VIDEO: What Is the ‘Social Responsibility’ of Business?

schwartz

Recently I was in the audience for an interesting panel discussion, hosted by the Federalist Society (video below), on corporate social responsibility. Should corporate managers only work to increase profit and shareholder value, the panel considered, or should they also work to benefit a broader group of stakeholders adjacent to the firm?

While this question has become increasingly popular in the last couple of decades, the debate is actually quite old, as former business school professor James O’Toole details in his recent book “The Enlightened Capitalists: Cautionary Tales of Business Pioneers Who Tried to Do Well by Doing Good.” O’Toole profiles business leaders like Robert Owen who intentionally sacrificed shareholder value to provide educational and health benefits for workers that were wildly generous for his time (the 1820s). While managers in every era can justify some provision of job benefits as a smart investment in worker productivity and loyalty, Owen-level perks clearly crossed the line in the minds of his contemporaries into outright giveaways that were unlikely to ever be recouped through higher productivity.

The other shareholders of the company Owen managed eventually tired of his utopian social theorizing and fired him, returning their textile operation to a more mainstream, and therefore less generous, standard of employment. O’Toole clearly laments what he considers the short-sightedness of Owen’s partners, but were they wrong, on principle, to object to expansive (and at times paternalistic) worker benefits being paid for out of their dividends? Much of the discussion at the recent Federalist Society event, as well as previous work done by my Competitive Enterprise Institute colleagues, suggests they were not.

The most obvious practical objection to corporations taking on a laundry list of social welfare projects is that different goals demand different institutions and strategies in order to be successful. The firm is designed to generate profit, so corporate managers should stick to what they’re best at.
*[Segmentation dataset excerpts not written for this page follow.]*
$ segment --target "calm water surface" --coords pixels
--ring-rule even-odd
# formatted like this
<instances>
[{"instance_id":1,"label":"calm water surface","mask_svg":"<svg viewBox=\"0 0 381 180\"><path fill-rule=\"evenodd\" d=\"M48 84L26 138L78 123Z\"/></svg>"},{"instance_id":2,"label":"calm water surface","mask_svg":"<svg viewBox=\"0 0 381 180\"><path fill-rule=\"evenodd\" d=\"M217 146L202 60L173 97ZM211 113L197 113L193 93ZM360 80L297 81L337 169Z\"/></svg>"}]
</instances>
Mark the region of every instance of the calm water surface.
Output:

There are plenty of nonprofit entities working on feeding the homeless, cleaning up the oceans, and reforming the criminal justice system—those groups should focus on those goals. If the shareholders of the firm, who have profited by its successful operation, wish to donate their own money to one or more such deserving organizations, they are free to do so.

When he decided to step down from active management of Microsoft and enter the world of philanthropy, Bill Gates did not order his company’s software engineers to become tropical disease specialists or drug researchers. He took the profits from his business career and rolled most of them into a charitable foundation. And even that foundation largely only oversees the work of its grant recipients, rather than, say, operating its own factory to make insecticide-treated bed nets to combat malaria. Just like particular firms specialize in making specific products and services, particular charitable organizations specialize in achieving an array of other goals. Why dilute the management focus of a for-profit widget maker in order to make them a second-best, part-time charity?

Taking one’s eye off the ball in a business organization can also be worse that simply becoming slightly less competitive. It’s not self-evident that the “socially responsible” actions that anti-corporate activists demand will yield the benefits they claim. Consider the mortgage crisis and resulting Great Recession, which were fueled, in part, by the policy goal of dramatically expanding home ownership in the U.S. Driven by political pressure to make increasingly risky loans, the market wound up with a mountain of toxic debt that sound lending standards alone would never have generated. Poor (but allegedly well-intentioned) decision-making by Congress and federal lending institutions set the stage for a meltdown that did far more harm that the supposedly too-low levels of home ownership that preceded the crisis.

CEI founder Fred Smith addressed this situation several years ago, when he wrote:

Congress should study the confusion created in the market by mixing the welfare (wealth redistribution) elements of politics with the innovative (wealth creation) aspects of the market. The current financial crisis stems in large part from this entanglement of private profit goals with political guarantees and subsidies. Congress should examine the problems inherent in a “mixed economy” and seek ways to ensure that the relative responsibilities of all parties are clearly delineated, that the boundary lines between the private and the political spheres are understood and honored

Congress should critically appraise corporate social responsibility (CSR). Too often, CSR blurs those distinctions, transforming wealth-creating firms into wealth-redistributing rent seekers. Congress should also reconsider government-sponsored enterprises—nominally private firms, which are given special privileges in return for advancing various welfare goals. An example of this are the financial guarantees granted to Freddie Mac and Fannie Mae in exchange for their extending homeownership opportunities to high credit-risk individuals. Fannie and Freddie were widely regarded as ideal examples of CSR.

There are more angles to the CSR debate, of course, and I look forward to reading the rest of O’Toole’s impressive, 500+ page history of “enlightened” capitalists to work through them.